578 words, 3-minute read
Content Warning:
This article contains descriptions of domestic violence, including fatal violence between spouses. Reader discretion is advised.
If you or someone you know may be experiencing domestic violence, help is available. You can reach out to Ruth’s Cottage and The Patticake House for support and resources. You can also call the local 24/7 hotline at (229)388-1541 to speak with someone confidentially. You are not alone, and there are people ready to help.
At the request of family members seeking to better understand the events surrounding this case, the Turner County Project looked into the murder of Betty Metcalf Bryant. In the spring of 1965, a shocking act of violence unfolded in downtown Ashburn, leaving a young woman dead and a family grappling with the aftermath. The Wiregrass Farmer coverage, although only a few articles were written, provides concise accounts of both the crime itself and the legal proceedings that followed, offering a brief but clear picture of how events unfolded. In total, four articles appeared in the paper regarding this tragedy- two covering the crime and trial, and two additional notices: one related to last rites for Betty Bryant, and another expressing thanks from the Metcalf family.
The morning of March 30, 1965, began like any other in downtown Ashburn. Around 9:25 a.m., Howell Bryant, a 28-year-old local man, walked into the Ashburn Finance Company office on E. College Avenue, where his wife, 25-year-old Betty Metcalf Bryant, had been working for about six months. What followed happened quickly. According to reports, after only a brief exchange, Howell pulled a pistol from under his arm. Witnesses later recalled Betty crying out, “Oh no,” just before he fired. He shot her twice- once in the neck and once in the temple- before turning the gun on himself and firing a shot into his own head.
Betty was rushed for emergency treatment to the Turner County Hospital, but died roughly thirty minutes later. Howell, though critically wounded, survived and was transported to Albany for surgery. The couple lived on West End Avenue in Ashburn and had one young daughter, Debra Ann.
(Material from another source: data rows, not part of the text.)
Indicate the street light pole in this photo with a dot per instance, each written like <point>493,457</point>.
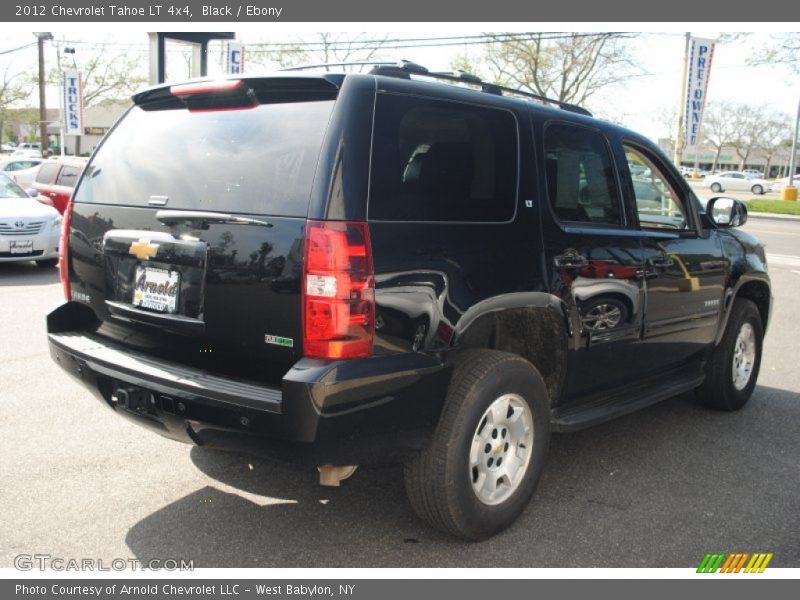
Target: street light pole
<point>793,160</point>
<point>41,39</point>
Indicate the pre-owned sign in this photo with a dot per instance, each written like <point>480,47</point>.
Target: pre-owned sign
<point>73,103</point>
<point>235,61</point>
<point>701,52</point>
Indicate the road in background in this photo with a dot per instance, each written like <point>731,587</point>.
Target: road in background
<point>658,488</point>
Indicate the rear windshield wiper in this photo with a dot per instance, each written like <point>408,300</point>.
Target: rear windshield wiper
<point>169,217</point>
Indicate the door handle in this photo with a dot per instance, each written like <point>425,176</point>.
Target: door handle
<point>571,259</point>
<point>661,261</point>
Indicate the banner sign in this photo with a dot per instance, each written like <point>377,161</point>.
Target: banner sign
<point>72,101</point>
<point>235,60</point>
<point>701,52</point>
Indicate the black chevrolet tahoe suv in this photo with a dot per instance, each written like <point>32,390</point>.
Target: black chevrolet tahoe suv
<point>398,266</point>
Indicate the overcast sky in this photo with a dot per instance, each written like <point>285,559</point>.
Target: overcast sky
<point>658,51</point>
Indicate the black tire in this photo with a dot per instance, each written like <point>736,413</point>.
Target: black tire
<point>718,391</point>
<point>439,478</point>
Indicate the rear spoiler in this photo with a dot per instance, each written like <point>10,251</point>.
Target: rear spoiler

In the hours and days that followed, the Turner County Sheriff’s Office, led by Sheriff T.E. Kennedy, assisted by the Georgia Bureau of Investigation, began piecing together the incident. Authorities moved forward with a murder charge as Howell recovered from his injuries.
Later that year, in July, the case came before Turner County Superior Court. Howell Bryant’s defense centered on a plea of insanity, with testimony suggesting he may have been suffering from a temporary or delusional mental condition at the time of the shooting, and he was “unable to distinguish right from wrong but that he could distinguish both at the time the psychiatrist examined him and at the date of the trial.” After deliberating for approximately four hours and forty-five minutes, the jury returned a verdict of guilty, along with a recommendation of mercy. Under the law at the time, that recommendation meant a sentence of life imprisonment.
In the end, the tragedy reached far beyond that morning in March. Betty Metcalf Bryant was laid to rest at Prospect Cemetery, while Howell Bryant spent the rest of his life behind bars. Left in the wake of it all was their young daughter, Debra Ann- growing up without her mother and, in effect, without her father as well.